Disease | Gene Mutation | Carrier Frequency in Hutterites | Number of Founders Ancestral to All Carriers | Most Likely Model | Probability of Reaching Frequency under Neutral Model (95% CI) | Probability of Reaching Frequency under 0 Fitness Model (95% CI) |
---|---|---|---|---|---|---|
Limb girdle muscular dystrophy 2H | TRIM32 p.Asp487Asn | 0.153 | 12 | 1 | 0.0318 (3.1 × 10−4) | 0.0188 (2.4 × 10−4) |
Oculocutaneous albinism type 1A | TYR p.Cys91Tyr | 0.141 | 15 | 1 | 0.0382 (3.1 × 10−4) | 0.0256 (2.5 × 10−4) |
Spinal muscular atrophy Type III | SMN1 exon 7 del | 0.127 | 13 | 0 | 0.0574 (4.0 × 10−4) | 0.0427 (3.5 × 10−4) |
Limb girdle muscular dystrophy 2I | FKRP p.Leu276Ile | 0.107 | 17 | 1 | 0.0711 (3.9 × 10−4) | 0.0575 (3.5 × 10−4) |
Sitosterolemia | ABCG8 p.Ser107Ter | 0.084 | 16 | 1 | 0.1256 (5.1 × 10−4) | 0.1110 (4.9 × 10−4) |
Joubert syndrome | TMEM237 p.Arg18Ter | 0.080 | 17 | 0 | 0.1405 (5.2 × 10−4) | 0.1261 (5.0 × 10−4) |
Cystic fibrosis | CFTR p.Met1101Lys | 0.073 | 18 | 0 | 0.1198 (4.7 × 10−4) | 0.1089 (4.6 × 10−4) |
Nonsyndromic mental retardation | TECR p.Pro182Leu | 0.069 | 18 | 0 | 0.1631 (5.4 × 10−4) | 0.1513 (5.2 × 10−4) |
Restrictive dermopathy | ZMPSTE24 c.1085dupT | 0.064 | 26 | 0 | 0.1518 (4.4 × 10−4) | 0.1432 (4.3 × 10−4) |
Nonsyndromic deafness | GJB2 c.35delG | 0.036 | 27 | 1 | 0.2607 (5.2 × 10−4) | 0.2546 (5.2 × 10−4) |
Dilated cardiomyopathy with ataxia syndrome | DNAJC19 IVS3-1G>C | 0.029 | 28 | 0 | 0.2909 (5.3 × 10−4) | 0.2862 (5.3 × 10−4) |
Bardet-Biedl syndrome | BBS2 IVS3-2A>G | 0.028 | 22 | 0 | 0.3214 (6.2 × 10−4) | 0.3164 (6.2 × 10−4) |
Usher syndrome type 1F | PCDH15 c.1471delT | 0.025 | 20 | 0 | 0.3221 (6.5 × 10−4) | 0.3175 (6.5 × 10−4) |
Cystic fibrosis | CFTR p.Phe508del | 0.022 | 30 | 0 | 0.3437 (5.4 × 10−4) | 0.3399 (5.4 × 10−4) |
This table is ordered by carrier frequency.
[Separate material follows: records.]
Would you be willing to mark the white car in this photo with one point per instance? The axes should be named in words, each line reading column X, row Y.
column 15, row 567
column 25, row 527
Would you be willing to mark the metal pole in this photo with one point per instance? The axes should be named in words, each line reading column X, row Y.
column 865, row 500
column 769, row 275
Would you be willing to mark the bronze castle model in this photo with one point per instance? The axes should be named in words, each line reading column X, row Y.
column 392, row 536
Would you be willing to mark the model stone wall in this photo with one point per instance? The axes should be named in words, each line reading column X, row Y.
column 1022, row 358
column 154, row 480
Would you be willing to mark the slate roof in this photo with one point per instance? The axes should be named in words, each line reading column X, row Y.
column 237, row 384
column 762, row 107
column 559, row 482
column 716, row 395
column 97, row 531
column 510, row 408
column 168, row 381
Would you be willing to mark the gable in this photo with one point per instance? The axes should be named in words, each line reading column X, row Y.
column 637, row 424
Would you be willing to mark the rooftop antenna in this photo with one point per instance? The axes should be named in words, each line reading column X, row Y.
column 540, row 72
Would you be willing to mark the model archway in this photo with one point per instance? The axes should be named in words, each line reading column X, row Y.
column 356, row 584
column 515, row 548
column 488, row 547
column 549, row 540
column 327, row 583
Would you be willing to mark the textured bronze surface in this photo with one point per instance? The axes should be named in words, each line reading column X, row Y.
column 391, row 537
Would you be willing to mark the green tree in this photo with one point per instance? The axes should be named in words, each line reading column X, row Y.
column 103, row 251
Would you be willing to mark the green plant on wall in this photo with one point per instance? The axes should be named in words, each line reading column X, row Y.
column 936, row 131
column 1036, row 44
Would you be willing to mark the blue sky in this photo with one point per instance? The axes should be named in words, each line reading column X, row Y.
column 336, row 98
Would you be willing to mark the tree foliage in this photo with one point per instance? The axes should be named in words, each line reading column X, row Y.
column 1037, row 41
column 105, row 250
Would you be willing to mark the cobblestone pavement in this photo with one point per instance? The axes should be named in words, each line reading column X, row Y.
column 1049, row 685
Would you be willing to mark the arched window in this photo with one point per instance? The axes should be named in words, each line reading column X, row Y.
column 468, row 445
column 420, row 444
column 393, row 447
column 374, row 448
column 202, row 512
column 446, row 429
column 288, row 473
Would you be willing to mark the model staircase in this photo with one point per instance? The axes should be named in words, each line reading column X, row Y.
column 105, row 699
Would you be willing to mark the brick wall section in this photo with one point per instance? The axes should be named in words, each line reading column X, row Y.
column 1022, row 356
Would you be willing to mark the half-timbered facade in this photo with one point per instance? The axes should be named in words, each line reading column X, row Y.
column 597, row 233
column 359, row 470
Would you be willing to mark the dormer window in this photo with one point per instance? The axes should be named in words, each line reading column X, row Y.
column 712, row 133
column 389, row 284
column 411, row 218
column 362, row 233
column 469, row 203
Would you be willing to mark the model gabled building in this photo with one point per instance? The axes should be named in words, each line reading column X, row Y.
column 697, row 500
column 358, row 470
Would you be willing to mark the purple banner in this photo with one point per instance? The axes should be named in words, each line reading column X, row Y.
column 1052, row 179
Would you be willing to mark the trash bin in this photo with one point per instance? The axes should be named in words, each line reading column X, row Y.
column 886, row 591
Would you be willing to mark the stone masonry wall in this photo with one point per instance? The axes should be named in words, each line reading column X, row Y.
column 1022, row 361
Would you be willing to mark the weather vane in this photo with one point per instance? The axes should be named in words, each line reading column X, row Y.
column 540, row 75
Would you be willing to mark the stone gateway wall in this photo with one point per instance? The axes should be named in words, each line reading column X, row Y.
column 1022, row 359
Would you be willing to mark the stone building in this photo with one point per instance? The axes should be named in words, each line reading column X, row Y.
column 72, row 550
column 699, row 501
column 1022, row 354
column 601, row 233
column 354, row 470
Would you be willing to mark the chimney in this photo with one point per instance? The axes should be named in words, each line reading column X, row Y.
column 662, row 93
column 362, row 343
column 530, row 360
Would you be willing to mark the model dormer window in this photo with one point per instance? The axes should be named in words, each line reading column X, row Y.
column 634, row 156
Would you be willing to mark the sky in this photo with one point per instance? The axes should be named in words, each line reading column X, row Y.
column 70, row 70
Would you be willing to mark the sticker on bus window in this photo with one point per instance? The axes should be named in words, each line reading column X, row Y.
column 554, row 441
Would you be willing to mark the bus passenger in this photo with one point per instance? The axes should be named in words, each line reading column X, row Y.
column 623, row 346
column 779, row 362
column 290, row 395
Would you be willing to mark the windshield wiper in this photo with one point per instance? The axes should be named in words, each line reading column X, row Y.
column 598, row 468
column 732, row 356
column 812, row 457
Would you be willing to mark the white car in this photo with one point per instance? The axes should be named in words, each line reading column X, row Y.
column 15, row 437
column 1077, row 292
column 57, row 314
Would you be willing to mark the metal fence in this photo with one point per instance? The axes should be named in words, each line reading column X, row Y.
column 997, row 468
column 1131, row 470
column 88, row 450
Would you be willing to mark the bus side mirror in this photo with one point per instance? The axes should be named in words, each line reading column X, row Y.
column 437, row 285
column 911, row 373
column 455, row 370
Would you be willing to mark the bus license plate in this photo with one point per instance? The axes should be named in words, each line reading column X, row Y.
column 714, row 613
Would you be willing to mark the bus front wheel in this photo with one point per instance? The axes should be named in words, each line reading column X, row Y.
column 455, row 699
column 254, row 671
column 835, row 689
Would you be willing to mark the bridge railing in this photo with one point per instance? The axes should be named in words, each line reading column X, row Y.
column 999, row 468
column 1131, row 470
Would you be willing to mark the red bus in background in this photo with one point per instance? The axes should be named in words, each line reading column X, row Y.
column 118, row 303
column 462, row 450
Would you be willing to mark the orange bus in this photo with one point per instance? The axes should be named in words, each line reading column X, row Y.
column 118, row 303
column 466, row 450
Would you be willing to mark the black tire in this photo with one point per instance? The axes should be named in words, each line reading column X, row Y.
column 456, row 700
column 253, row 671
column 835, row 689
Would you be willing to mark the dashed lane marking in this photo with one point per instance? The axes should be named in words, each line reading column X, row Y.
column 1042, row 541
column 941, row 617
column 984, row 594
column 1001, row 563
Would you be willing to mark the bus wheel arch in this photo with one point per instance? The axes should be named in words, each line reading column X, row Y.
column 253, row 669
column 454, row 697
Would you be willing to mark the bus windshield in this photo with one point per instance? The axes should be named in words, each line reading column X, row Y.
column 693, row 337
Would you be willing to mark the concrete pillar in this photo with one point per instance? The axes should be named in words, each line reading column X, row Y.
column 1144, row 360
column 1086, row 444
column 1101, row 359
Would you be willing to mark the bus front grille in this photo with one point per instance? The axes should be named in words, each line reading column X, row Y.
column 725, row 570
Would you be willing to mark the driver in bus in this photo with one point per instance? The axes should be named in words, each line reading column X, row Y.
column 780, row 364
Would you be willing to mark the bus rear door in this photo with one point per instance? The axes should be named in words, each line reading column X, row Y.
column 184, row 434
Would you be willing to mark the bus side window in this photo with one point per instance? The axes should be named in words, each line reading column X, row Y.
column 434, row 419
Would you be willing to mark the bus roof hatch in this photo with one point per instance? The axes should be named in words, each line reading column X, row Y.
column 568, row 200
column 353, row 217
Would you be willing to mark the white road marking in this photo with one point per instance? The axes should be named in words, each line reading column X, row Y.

The probability that each of the 14 AR mutations reached the carrier frequency observed in our study sample is shown in the last two columns. Probabilities are given for two extreme models: a neutral model and a zero fitness (lethal) model. The more appropriate model based on clinical phenotypes is indicated in column 4 (1 = neutral model; 0 = lethal model). We use common mutation names to retain consistency with the existing literature. The following abbreviation is used: CI, confidence interval.